Coincide con essa, come pensano alcuni critici (perlopiù di matrice cattolica, come
Reale) e ciò implicherebbe allora l’immortalità individuale dell’anima oppure, come
sostiene l’interpretazione laica (Vegetti, Sini, per citare solo alcuni storici della
filosofia fra i più noti), esso è qualcosa di divino e superiore all’uomo e perciò una
volta morto il corpo viene meno tutto il sinolo e dunque la sopravvivenza
dell’anima? Con gli elementi a nostra disposizione, ci permettiamo di dare la nostra
interpretazione: se Aristotele ci lascia nel dubbio, è soprattutto perché a lui non
interessa il problema della sopravvivenza dell’anima individuale dopo la morte: ad
essere immortale ed eterno è il pensiero stesso, in quanto intelletto attivo che
illumina gli intelletti potenziali immanenti in ognuno di noi. Esso pensa eternamente
in atto tutte le forme delle cose ed è dunque l’equivalente, sul piano conoscitivo, di
ciò che è il motore immobile sul piano cosmologico – ontologico, ossia una realtà
trascendente e separata, che egli introduce in ambito gnoseologico per spiegare la
teoria della conoscenza nei termini di potenza e atto. Certamente, i dubbi restano,
ma diventa improprio tentare di tirare Aristotele da una parte o dall’altra per fargli
dire cose che il suo testo, di fatto, non sostiene esplicitamente.
La storia della filosofia vedrà un dibattito serrato sull’argomento. Per il momento, ci
limitiamo a sintetizzare per sommi capi i punti chiave della questione. Il
commentatore del II-III secolo d.C Alessandro di Afrodisia sosterrà che l’intelletto
potenziale è nell’anima individuale mentre quello attuale è intelletto divino e perciò
nettamente separato dall’uomo: stando così le cose, l’anima muore con il corpo.
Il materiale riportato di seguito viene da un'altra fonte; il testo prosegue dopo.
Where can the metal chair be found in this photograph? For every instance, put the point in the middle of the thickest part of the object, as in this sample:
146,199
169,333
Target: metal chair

Tale teoria verrà ripresa nel Rinascimento italiano dal movimento chiamato appunto
alessandrismo e rappresentato da Pomponazzi (1462-1525). Il grande filosofo
arabo Averroè (1126-1198) affermerà l’universalità e la separatezza sia
dell’intelletto universale e attivo che di quello potenziale, con la conseguenza che le
anime individuali sono mortali. Viceversa, quando la filosofia scolastica (la filosofia
del medioevo cristiano) riscoprirà Aristotele, si proporrà il problema di conciliare
l’aristotelismo con la dottrina cristiana: sarà Tommaso d’Aquino, opponendosi ad
Averroè, a sostenere la presenza di entrambi gli intelletti nell’anima individuale in
seguito alla creazione divina: così, se l’intelletto attivo è immortale ed è parte
dell’anima, anche questa dovrà essere tale.
Dal canto nostro, speriamo di aver fornito un quadro esauriente e obiettivo della
questione, non andando oltre e non ‘violentando’ consapevolmente il testo
aristotelico, che lascia diversi dubbi al riguardo.